In my experience, we usually just use an "Active" bit, or a "DateExpired" datetime like you mentioned. That works pretty well, and is really easy to deal with and query.
There's a related post here that offers a few other options. Maybe the CDC option?
SQL Server history table - populate through SP or Trigger?
May I also suggest adding a "Status" column that matches an enumerated type in the code you're using. Drop an index on the column and you'll be able to very easily and efficiently narrow down your returned data via your where clauses.
Some possible enumerated values to use, depending on your needs:
Active
Deleted
Suspended
InUse (Sort of a pseudo-locking mechanism)
Set the column up as an tinyint (that's SQL Server...not sure of the MySQL equivalent). You can also setup a matching lookup table with the key/value pairs and a foreign key constraint between the tables if you wish.
I've always used the ValidFrom, ValidTo approach where each table has these two additional fields. If ValidTo Is Null or > Now() then you know you have a valid record. In this way you can also add data to the table before it's live.
There are some fields that my tables usually have: creation_date, last_modification, last_modifier (fk to user), is_active (boolean or number, depending on the database).

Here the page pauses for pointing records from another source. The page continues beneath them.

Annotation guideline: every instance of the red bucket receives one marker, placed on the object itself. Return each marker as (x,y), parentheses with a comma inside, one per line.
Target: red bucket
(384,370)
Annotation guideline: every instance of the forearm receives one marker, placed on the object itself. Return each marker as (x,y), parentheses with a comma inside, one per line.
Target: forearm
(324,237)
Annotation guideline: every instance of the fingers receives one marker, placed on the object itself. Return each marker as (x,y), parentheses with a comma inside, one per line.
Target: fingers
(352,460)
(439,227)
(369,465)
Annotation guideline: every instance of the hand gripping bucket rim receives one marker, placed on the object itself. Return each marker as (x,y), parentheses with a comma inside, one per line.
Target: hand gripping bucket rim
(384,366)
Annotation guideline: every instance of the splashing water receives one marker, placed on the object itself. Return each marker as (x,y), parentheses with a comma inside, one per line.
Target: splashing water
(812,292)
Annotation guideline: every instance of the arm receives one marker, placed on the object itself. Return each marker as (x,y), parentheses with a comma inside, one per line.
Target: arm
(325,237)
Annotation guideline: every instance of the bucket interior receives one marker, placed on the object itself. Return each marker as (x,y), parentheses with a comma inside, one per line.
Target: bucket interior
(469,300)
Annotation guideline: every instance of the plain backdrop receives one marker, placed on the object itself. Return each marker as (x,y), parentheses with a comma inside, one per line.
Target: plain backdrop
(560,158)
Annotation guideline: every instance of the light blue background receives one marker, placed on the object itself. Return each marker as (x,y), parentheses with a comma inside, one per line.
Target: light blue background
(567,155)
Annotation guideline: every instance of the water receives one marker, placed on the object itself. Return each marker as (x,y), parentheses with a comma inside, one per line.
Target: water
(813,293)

Look at the "Slowly Changing Dimension" SCD algorithms. There are several choices from the Data Warehousing world that apply here.
None is "best" -- each responds to different requirements.
Here's a tidy summary.
Type 1: The new record replaces the original record. No trace of the old record exists.
Type 4 is a variation on this moves the history to another table.
Type 2: A new record is added into the customer dimension table. To distinguish, a "valid date range" pair of columns in required. It helps to have a "this record is current" flag.
Type 3: The original record is modified to reflect the change.
In this case, there are columns for one or more previous values of the columns likely to change. This has an obvious limitation because it's bound to a specific number of columns. However, it is often used on conjunction with other types.
You can read more about this if you search for "Slowly Changing Dimension".
http://en.wikipedia.org/wiki/Slowly_Changing_Dimension
A very nice approach by Oracle to this problem is partitions. I don't think MySQL have something similar though.